HADDONFIELD, N.J. (DTN) -- The tally is in for Midwest corn farmers in 2012. Without crop insurance indemnities, their average revenues would have shrunk about $250 per acre and likely generated sizable losses on their drought-ridden crop, according to a study by the Brighton, Ill., financial consulting firm AgriSolutions.
Given the magnitude of the 2012 drought, "It is no surprise that crop insurance claim payouts per acre of corn were up last year," said AgriSolutions analyst Sam Bachman. "But it does look like farming is not nearly as risky as it used to be. At least there is a way to manage it."
Several hundred AgriSolutions clients from more than a dozen states reported average crop insurance claims (before accounting for premiums) equal to 26% of their farm's total income last year, or $247 per acre.
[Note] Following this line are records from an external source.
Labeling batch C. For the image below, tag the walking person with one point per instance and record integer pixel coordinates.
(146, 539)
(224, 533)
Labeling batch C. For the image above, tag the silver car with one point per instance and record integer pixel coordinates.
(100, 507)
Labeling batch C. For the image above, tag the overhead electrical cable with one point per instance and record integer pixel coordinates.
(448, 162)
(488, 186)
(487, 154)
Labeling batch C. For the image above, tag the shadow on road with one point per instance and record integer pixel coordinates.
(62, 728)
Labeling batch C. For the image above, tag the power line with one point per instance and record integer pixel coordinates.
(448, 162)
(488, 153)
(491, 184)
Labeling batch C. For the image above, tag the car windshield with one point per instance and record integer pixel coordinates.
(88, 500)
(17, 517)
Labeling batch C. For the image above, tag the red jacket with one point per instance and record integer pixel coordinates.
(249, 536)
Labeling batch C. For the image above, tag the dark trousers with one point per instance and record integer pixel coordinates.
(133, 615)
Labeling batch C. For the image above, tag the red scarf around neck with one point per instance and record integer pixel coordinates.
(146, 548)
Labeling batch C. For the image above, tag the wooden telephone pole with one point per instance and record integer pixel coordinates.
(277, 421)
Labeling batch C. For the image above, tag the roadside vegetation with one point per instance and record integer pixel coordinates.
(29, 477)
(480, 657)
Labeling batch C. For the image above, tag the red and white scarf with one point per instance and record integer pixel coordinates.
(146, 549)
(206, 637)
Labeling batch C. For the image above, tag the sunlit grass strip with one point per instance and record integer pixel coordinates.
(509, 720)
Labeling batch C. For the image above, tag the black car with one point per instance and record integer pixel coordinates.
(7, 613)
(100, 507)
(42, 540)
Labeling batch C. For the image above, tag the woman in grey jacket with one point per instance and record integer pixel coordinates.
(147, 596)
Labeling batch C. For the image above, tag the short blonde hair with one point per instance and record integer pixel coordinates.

Since not all operators took insurance or triggered their deductibles, the averages probably understated crop insurance's significance to individual farmers, Bachman cautions. In 2011, a year with massive drought in the Great Plains, roughly 1.15 million policies were purchased by farmers and only 395,000 were indemnified, according to National Insurance Services.
Big crop insurance payouts aren't the norm for corn growers. According to Ohio State University economist Carl Zulauf and University of Illinois economist Gary Schnitkey, net crop insurance payments represented only 2.9% of corn grower sales between 2003 and 2012. Upland cotton growers were the most reliant on crop insurance for support, accounting for 8.4% of their income during this same period.
Between 2008 and 2011, crop insurance indemnities in the AgriSolutions database averaged $51 per acre to $77 per acre and accounted for no more than 11% of total revenue.
Despite the disaster, AgriSolutions' corn growers experienced a personal best for 2012, grossing a record income of $964 per acre, slightly better than their 2011 average. "I expect many farm families are just saying thanks," Bachman said.